失恋の曲だから結婚式にそぐわないのは当然だが、しかし私達のうち二人はこの曲の歌詞を全く理解していなかった。だからきっと、この曲をかけない理由は、リリックだけではないのだと思っている。
Lil KohhがイベントのフライヤーやポスターなどでKohhの姿を発見するたびに、「お兄ちゃんだ!」と嬉しそうにはしゃぐ様子が大変愛らしく、ファン的には大変和む作品なのだけれども、見所は318氏がはじめてラップをする小学生たちを相手に、ディレクションをしているところ。驚くほどの上手さに舌を巻く。
街のこどもたちの面倒を見るちょっと悪そうだけどやさしい兄貴、318氏の姿を見ていると、ベッドタウンとは違う下町の地力みたいなものを感じる。と同時に、スパイク・リー『クロッカーズ』に出て来る床屋の親父にも似た雰囲気を感じとって、やっぱり一筋縄ではいかなそう。
◇クリスマス前のことになるが、ミラノ座のラストショウプログラムにて『E.T.』を観賞。3歳の息子の映画館デビュー戦でもあった。二度目に自転車が飛ぶシーンに涙を堪えていたら、膝の上の息子が突然振り返り、興奮気味に「自転車飛んだの、しごいー(すごいー)」とたどたどしく話しかけてきて、たまらず号泣。そのまま虹のシーンまで止めどなく。

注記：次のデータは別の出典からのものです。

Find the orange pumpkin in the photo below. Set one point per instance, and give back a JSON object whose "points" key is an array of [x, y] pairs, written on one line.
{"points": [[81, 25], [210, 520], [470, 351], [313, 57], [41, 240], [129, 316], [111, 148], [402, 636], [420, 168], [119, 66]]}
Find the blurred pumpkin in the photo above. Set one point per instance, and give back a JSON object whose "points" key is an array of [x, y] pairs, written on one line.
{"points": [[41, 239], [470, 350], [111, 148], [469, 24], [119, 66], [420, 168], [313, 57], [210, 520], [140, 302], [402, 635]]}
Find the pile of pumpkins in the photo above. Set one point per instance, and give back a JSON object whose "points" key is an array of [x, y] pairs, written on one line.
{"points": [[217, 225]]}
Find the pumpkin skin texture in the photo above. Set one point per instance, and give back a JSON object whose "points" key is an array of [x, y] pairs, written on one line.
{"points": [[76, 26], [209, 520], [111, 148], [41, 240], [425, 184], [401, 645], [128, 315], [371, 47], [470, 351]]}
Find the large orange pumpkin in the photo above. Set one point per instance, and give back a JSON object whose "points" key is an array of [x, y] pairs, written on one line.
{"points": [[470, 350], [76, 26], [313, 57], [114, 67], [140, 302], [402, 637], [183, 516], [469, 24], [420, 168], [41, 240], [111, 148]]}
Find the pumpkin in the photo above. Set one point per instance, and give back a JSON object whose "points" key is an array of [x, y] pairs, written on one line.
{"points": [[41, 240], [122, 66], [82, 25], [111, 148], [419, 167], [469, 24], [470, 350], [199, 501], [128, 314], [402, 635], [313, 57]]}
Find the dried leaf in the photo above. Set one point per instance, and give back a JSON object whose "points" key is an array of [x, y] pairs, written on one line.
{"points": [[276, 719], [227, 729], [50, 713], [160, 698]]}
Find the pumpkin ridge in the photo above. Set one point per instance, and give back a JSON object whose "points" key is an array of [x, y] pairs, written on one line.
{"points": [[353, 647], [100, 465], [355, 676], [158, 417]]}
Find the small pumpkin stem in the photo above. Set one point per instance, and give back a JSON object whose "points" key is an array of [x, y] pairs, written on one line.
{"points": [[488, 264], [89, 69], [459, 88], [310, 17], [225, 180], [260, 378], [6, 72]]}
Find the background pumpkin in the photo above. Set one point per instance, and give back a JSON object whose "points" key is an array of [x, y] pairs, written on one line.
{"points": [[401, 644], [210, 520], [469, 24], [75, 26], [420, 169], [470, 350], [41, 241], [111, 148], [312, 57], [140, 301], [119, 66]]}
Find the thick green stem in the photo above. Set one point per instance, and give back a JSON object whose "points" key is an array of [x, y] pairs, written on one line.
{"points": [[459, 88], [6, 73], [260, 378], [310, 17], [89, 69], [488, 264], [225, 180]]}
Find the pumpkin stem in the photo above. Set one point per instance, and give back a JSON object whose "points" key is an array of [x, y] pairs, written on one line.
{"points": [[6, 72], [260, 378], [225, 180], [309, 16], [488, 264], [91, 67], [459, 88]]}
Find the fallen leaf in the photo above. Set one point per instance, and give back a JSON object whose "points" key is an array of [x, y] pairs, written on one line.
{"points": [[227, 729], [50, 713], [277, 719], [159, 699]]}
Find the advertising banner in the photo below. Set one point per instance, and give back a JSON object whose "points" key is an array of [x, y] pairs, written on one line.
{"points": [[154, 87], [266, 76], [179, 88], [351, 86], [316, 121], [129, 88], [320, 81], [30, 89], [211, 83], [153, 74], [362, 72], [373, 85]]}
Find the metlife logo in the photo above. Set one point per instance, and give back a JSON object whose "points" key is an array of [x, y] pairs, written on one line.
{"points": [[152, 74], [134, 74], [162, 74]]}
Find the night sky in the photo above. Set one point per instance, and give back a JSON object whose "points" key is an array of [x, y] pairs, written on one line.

“I'll be right here.”の台詞から虹が描かれるまでの音楽が、とてつもなくすばらしくて、毎回驚いている気がする。シェルターが閉まりかけるときに、音楽が一旦静かになる演出は、おそらく一番最初に映画のなかの「音楽」を意識した瞬間でもあったと思う。言ってみれば、あの一瞬で、エリオットとE.T.の共振と断絶が同時に描かれてしまう。それは物語(映像)の流れとは少し違うタイミングで描かれる別れであって、つまり音楽はあくまで音楽として、映像の外側からこの物語に介入しているようにも見える。
その日帰宅して、興奮さめやらぬまま『E.T.』の話をしていると、「ところでETって、かくし芸大会で研ナオコがモノマネしてなかったっけ?」と妻が言う。